Monday, August 13, 2007

KONSERVETKULT UPDATE. The Friday after Brad Reed's and my American Prospect article appeared, I could find no film reviews at National Review Online. Shaming works! I thought; advantage: blogosneer!

Hubris, my friends, that's what that was. Conservatives still see culture war in some unlikely places.

The encouraging thing about this Weekly Standard article is it focuses on conservative artists who are actually trying to do work. You may think actor Steve Shub silly to say "I don't want to know what [movie actors'] agenda is in life because the whole idea is that you're supposed to seduce people into suspending their disbelief, just see the character," when of course he's in the article because he has consented to lay out his own agenda ("radical Objectivist") to the reporter -- but at least he's working a venerable show-biz PR hustle (like the actresses of olden times who annnounced they would only do nude scenes if they had artistic merit, whether or not anybody was observably asking them), and I can respect that. If artists can con moneyed wingers into giving them financing -- "the Human Rights Foundation will sponsor Schub's 'Afro-Celtic Yiddish ska' band, the Fenwicks, on a mini-tour this fall" -- I say swindle, comrades, and God go with you.

The reporter, alas, opens the show with a smoke-and-flashpots vision of Hollywood evil: Larry David.
...the very attractive female lead in the musical invites Larry into her dressing room for a quick fling. The liberal New Yorker is game, making out with the starlet until he notices something not quite right: a picture of George W. Bush beside her vanity mirror. Disgusted, he turns away, deciding he'd rather let his gift expire than have sex with a Republican.

To many conservatives, this vignette neatly sums up Hollywood's ideological monomania: Left-wing politics trumps even a good old fashioned roll in the hay.
I'm surprised his editor didn't query this: a TV star turning down sex? Maybe it's part of this "comedy" thing we've been hearing about.

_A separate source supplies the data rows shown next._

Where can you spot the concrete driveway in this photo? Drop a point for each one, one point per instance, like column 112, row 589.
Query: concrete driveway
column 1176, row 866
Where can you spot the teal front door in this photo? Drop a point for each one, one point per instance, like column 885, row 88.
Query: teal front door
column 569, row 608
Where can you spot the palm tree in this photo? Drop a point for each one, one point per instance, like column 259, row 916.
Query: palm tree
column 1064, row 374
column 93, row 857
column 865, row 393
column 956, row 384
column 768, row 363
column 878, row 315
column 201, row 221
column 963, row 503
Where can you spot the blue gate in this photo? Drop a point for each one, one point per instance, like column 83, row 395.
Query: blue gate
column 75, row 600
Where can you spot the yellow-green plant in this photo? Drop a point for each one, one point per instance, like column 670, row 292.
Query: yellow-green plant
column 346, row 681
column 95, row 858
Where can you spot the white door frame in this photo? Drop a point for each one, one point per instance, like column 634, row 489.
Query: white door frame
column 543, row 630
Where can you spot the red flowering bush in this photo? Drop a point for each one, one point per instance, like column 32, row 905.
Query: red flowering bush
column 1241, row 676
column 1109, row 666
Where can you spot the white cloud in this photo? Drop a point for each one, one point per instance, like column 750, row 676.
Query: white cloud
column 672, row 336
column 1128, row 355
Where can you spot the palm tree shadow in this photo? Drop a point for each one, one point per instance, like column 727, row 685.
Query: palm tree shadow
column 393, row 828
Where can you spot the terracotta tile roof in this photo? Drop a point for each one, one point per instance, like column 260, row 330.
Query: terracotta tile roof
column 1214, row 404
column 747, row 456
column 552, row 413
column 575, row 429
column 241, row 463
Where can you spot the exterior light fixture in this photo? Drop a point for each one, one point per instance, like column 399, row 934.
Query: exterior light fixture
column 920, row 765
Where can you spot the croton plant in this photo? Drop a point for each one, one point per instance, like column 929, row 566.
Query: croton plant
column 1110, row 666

At Red State we are encouraged to consider "Is Fight Club a 'Morally Serious' Movie?" Not necessarily a ridiculous topic, but get a load of author Leon H. Wolf's terms:
The moral objection to the first half of the movie typically goes that the movie is violent, and that violence on the screen is objectionable. This is an idea in which I find little merit, from a Judeo-Christian perspective. Recall that in the Old Testament, stonings (a particularly violent form of execution) were to be performed in front of the entire community, so as to encourage the rest of the community would learn to have the proper fear...
Why all those people in the multiplexes are cheering the Dolby explosions when they should be running in terror to their pastors is beyond me.

Later the author admits that "the movie pays homage to objectionable Rousseauian ideas concerning the primitive state of nature." C.S. Lewis is quoted -- the bit about men without chests. You can smell the rat there. Not all his observations are crazy, but his idea of the "morally serious" comes out of the same stew-pot as a thousand conservative essays on the Dark Age of feminazism and self-esteem. It gives the whole thing an air of peg-cramming to make an obstreperous film fit into depressingly standardized value hole.

And guess who Dr. Helen doesn't like anymore? Drew Carey. He made jokes about Bush, and speciously interpretted data on feminism ("The questions may be phrased in a way that does not allow one to know why the pollee answered the way he or she did"), which is of course vitally important in a freaking TV game show, from which these offenses are culled. Carey "was much more politically incorrect" a few years ago, sighs Dr. Helen; "I wonder what happened to him?" Some commenters suggest his Big Media masters jerked his chain. (Does that explain Leno's Bush jokes?) Another suggests his taste for "pron" is "starting to have a negative impact." Finally someone says "TV is a waste." In the kingdom of the blind, etc.